L’effet de la granulométrie est discuté par la suite.
Pour la préparation de l’échantillon (figure 2.1) et afin de sélectionner une gamme granulométrique précise, la fritte de verre est broyée à l’aide d’un vibro-broyeur et tamisée par la suite. Dans un second temps, le calcinat est tamisé à son tour. Les poudres sont ensuite intimement mélangées dans un mélangeur dynamique tridimensionnel (communément désigné par Turbula) avec un ratio calcinat/fritte de verre permettant l’obtention rapport F/V (fritte de verre/verre final) cible, qui est ici de 0,76.
FIGURE 2.1 – Illustration des différentes étapes de préparation du mélange de fritte de verre et de calcinat en vue des études de réactivité.
Traitement thermique imposé
Les approches de caractérisation et d’identification des réactions chimiques mises en oeuvre reposent sur de multiples techniques de caractérisation ex-situ et in-situ en température dans une gamme de température allant jusqu’à 1200°C (température nominale d’élaboration du verre en creuset froid). Elles sont réalisées dans des conditions anisothermes à vitesse de chauffe constante.

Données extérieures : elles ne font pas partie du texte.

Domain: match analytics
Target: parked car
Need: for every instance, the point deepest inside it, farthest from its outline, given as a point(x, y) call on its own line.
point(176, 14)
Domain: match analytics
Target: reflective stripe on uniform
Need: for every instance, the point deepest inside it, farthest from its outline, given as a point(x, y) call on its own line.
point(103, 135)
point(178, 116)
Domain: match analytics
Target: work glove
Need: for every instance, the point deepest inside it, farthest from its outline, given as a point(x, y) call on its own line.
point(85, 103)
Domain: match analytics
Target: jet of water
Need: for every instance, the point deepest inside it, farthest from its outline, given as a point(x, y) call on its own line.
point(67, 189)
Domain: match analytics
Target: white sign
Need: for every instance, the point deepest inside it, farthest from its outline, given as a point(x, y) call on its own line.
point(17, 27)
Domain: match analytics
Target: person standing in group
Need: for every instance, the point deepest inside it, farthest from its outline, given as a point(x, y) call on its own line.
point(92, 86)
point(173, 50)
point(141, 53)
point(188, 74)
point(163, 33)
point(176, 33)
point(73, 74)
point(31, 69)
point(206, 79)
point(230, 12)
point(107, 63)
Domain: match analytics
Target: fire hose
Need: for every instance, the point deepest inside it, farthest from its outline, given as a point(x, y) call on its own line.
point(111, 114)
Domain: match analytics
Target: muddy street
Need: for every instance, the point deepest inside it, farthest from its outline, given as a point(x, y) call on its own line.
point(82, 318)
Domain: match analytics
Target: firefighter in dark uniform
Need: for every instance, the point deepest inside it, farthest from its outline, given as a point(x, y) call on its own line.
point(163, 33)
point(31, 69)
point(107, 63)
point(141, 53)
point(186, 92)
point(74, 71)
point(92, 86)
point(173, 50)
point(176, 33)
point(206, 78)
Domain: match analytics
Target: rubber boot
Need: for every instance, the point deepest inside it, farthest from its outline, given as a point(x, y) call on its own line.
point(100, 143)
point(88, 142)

Ce choix découle du fait que lors de l’élaboration en creuset froid, les précurseurs arrivent à la surface du bain de verre à une température inférieure à celle de ce dernier et sont donc soumis à une rampe de montée en température dépendante de la température initiale de la zone d’arrivée et de la vitesse de brassage. De plus, comparativement aux analyses isothermes, les analyses anisothermes présentent un certains nombre d’avantages. Elles permettent de :
— Étudier et modéliser la réaction dans une gamme de température étendue et à partir d’un seul échantillon ; par rapport aux conditions isothermes où de nombreuses expérimentations auraient été nécessaires pour balayer la même gamme de température. Ceci permet de résoudre en partie les problèmes de répétabilité avec des échantillons fortement hétérogènes.
— Éviter la problématique qui existe en conditions isothermes pour amener l’échantillon à la température cible.

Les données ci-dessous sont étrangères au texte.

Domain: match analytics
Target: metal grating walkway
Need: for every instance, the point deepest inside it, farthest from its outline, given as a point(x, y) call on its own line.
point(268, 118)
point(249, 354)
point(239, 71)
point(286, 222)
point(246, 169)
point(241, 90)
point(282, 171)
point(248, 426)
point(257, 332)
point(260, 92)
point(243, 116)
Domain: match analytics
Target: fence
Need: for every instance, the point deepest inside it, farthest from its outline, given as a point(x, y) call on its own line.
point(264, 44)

Évolution thermique et massique des précurseurs
L’évolution thermique et massique du mélange de précurseurs lors d’un traitement thermique est dans un premier temps étudiée au travers de la technique d’analyses thermiques thermogravimétrique et différentielle (ATG/ATD). Cette technique permet de déterminer les domaines de température associés aux effets thermiques et massiques qui se produisent au cours du mécanisme réactionnel lors d’un traitement thermique.
Dispositif expérimental
Les mesures ont été réalisées sur le dispositif TAG 2400 de la marque SETARAM équipé de creuset en alumine. Ce dispositif (figure 2.2) met en jeu deux fours identiques permettant ainsi de compenser l’effet de la poussée d’Archimède 2 lors du chauffage. La canne de mesure ATD est suspendue côté four « Mesure » et une canne-tare sans capteur est suspendue côté four « Référence ».
Les analyses ont été réalisées avec une masse d’environ 50 mg de mélange à une vitesse de 10°C/min.
(a) Image du dispositif (b) Représentation schématique de la configuration globale
(c) Photo des creusets en alumine d’un volume de 100 μL
Méthode «run rerun»
La réponse thermique du système chimique dans des conditions expérimentales isobares dépend à
la fois de sa capacité thermique à pression constante mais également des effets physico-chimiques exothermiques ou endothermiques dont il est le siège. Caractériser uniquement les effets thermiques liés aux réactions chimiques, comme envisagé dans cette étude, nécessite de dissocier ces deux origines. La méthode dite «run rerun» utilisée dans les travaux de Chun et al. [25] permet d’isoler le flux de chaleur induit par les réactions ayant lieu. La procédure consiste à soumettre le même échantillon à deux rampes de montée en température successives, séparées par une phase de refroidissement. La différence entre les flux de chaleur mesurés durant les deux montées en température correspond au flux de chaleur net associés aux réactions chimiques. La validité de cette démarche repose sur deux hypothèses fondamentales :
— La quasi-totalité des réactions chimiques ont lieu durant la première phase de montée en température.
— La différence de variation de la capacité calorifique intrinsèque à pression constante de l’échantillon lors des deux montées en température est supposée négligeable devant la variation de l’enthalpie.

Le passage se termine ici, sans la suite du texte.